I just don’t have the energy for this today.
But it wasn’t like there was anything I could do. I was in a public place, not to mention one that he knew well. It was almost funny that I’d ended up there. Almost.
“So,” he said, standing over me now, muffin in hand. “You skipping out today or something?”
“No,” I said. “Just . . . needed some breakfast. I’m about to go catch the bus.”
“Bus?” He looked offended. “Why would you take public transport when I’m right here with my car?”

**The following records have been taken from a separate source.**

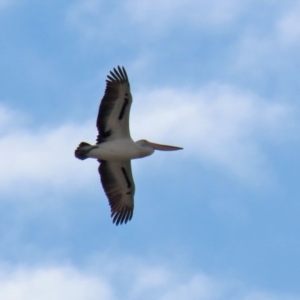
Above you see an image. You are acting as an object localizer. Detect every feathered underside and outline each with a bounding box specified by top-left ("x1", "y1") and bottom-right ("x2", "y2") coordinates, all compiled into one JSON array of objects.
[
  {"x1": 96, "y1": 66, "x2": 132, "y2": 144},
  {"x1": 98, "y1": 161, "x2": 135, "y2": 225}
]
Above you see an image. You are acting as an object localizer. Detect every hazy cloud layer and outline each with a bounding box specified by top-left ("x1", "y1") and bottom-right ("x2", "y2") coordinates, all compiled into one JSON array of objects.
[
  {"x1": 0, "y1": 258, "x2": 297, "y2": 300},
  {"x1": 0, "y1": 84, "x2": 293, "y2": 197}
]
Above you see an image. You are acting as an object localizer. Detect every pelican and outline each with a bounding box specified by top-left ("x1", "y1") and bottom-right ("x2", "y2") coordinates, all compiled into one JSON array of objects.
[{"x1": 75, "y1": 66, "x2": 183, "y2": 225}]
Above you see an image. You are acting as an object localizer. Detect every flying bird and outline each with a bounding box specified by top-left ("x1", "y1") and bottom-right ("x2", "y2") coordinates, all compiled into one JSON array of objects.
[{"x1": 75, "y1": 66, "x2": 182, "y2": 225}]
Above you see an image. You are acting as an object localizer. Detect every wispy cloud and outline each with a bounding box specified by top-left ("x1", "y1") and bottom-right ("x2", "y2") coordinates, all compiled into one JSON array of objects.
[
  {"x1": 0, "y1": 259, "x2": 297, "y2": 300},
  {"x1": 0, "y1": 79, "x2": 293, "y2": 198},
  {"x1": 67, "y1": 0, "x2": 247, "y2": 40},
  {"x1": 132, "y1": 84, "x2": 292, "y2": 181}
]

“Oh, that’s okay. I’m . . . I’m fine.”
“You’re also late,” he pointed out, nodding at the clock behind me. “Bus will make you later. There’s no pride in tardiness, Mclean.”
I looked around the room. “That sounds like something that should be needlepointed on one of these samplers.”
“You’re right!” He grinned. “Gonna have to take that up with management. Come on. I’m parked out back.”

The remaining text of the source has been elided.